Con financiamiento de Prociencia, el proyecto liderado por el investigador Max Quispe Bonilla creó un sistema automatizado que clasifica la fibra de alpaca con más del 95 % de precisión, utilizando visión computacional y aprendizaje profundo. “La idea no es solo eficiencia, sino justicia económica: que quien produce mejor fibra reciba un mejor pago”, explicó el investigador, al destacar el impacto directo en el productor alpaquero.
La innovación, denominada Fiber Class, analiza el vellón tras la esquila mediante microfotografías captadas por cámaras industriales, procesadas por un modelo entrenado con la arquitectura EfficientNet. En cuestión de segundos, la inteligencia artificial identifica la calidad del material y brazos mecánicos separan la fibra según los nueve tipos definidos por la Norma Técnica Peruana NTP 231.301. Todo el proceso es completamente automatizado y reduce el tiempo de clasificación en un 50 %.
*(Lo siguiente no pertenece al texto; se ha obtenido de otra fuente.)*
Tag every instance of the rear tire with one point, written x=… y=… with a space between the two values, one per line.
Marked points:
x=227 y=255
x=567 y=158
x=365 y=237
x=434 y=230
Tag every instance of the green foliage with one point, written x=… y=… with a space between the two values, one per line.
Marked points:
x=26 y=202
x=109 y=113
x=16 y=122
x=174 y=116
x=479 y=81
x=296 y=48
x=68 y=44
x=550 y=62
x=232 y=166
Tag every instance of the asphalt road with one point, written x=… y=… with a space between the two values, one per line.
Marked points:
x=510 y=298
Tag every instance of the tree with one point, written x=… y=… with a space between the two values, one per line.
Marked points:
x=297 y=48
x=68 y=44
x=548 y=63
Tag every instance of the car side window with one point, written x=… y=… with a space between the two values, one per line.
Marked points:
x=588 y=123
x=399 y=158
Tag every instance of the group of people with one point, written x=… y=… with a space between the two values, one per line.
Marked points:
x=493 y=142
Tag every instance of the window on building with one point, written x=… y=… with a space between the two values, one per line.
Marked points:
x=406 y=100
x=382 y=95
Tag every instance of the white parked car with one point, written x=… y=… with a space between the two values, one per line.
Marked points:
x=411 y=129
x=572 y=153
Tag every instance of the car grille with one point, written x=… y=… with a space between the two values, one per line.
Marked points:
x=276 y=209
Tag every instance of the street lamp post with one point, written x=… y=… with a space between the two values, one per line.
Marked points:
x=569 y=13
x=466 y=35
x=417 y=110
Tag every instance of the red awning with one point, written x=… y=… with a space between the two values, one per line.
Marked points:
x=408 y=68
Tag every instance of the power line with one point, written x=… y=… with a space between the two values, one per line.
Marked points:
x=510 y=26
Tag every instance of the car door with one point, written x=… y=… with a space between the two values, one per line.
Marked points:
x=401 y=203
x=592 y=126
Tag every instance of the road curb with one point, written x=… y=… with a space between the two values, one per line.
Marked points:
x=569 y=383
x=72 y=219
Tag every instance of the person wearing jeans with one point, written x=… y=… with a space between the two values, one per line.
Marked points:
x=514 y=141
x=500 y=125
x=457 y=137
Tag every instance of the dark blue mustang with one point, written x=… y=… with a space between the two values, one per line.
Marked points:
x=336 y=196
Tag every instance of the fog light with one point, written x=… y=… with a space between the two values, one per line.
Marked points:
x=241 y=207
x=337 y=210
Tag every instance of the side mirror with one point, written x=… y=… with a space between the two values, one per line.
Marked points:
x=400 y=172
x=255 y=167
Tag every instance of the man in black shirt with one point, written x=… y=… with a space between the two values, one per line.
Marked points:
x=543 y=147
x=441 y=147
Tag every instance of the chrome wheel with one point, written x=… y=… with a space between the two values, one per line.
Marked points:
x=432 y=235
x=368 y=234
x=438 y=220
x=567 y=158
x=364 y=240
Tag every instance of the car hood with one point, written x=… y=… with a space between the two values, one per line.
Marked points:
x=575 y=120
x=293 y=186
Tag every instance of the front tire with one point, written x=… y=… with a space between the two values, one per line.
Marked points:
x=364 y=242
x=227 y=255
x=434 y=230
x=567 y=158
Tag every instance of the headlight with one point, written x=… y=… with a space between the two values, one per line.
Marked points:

El impacto económico es tangible. Según el equipo, una clasificación adecuada puede incrementar el valor de la fibra hasta en un 25 %, elevando el precio de 8 a 10 dólares por kilo. El zootecnista Freddy Efraín Huayllani Conza, integrante del proyecto, resaltó que “aporta al desarrollo económico del productor y mejora toda la cadena, desde el campo hasta la industria”. Actualmente, el equipo gestiona la patente internacional de Fiber Class y trabaja con IncaTops y Natural FiberTech para llevar esta tecnología a escala industrial, marcando un hito en la modernización del sector alpaquero peruano.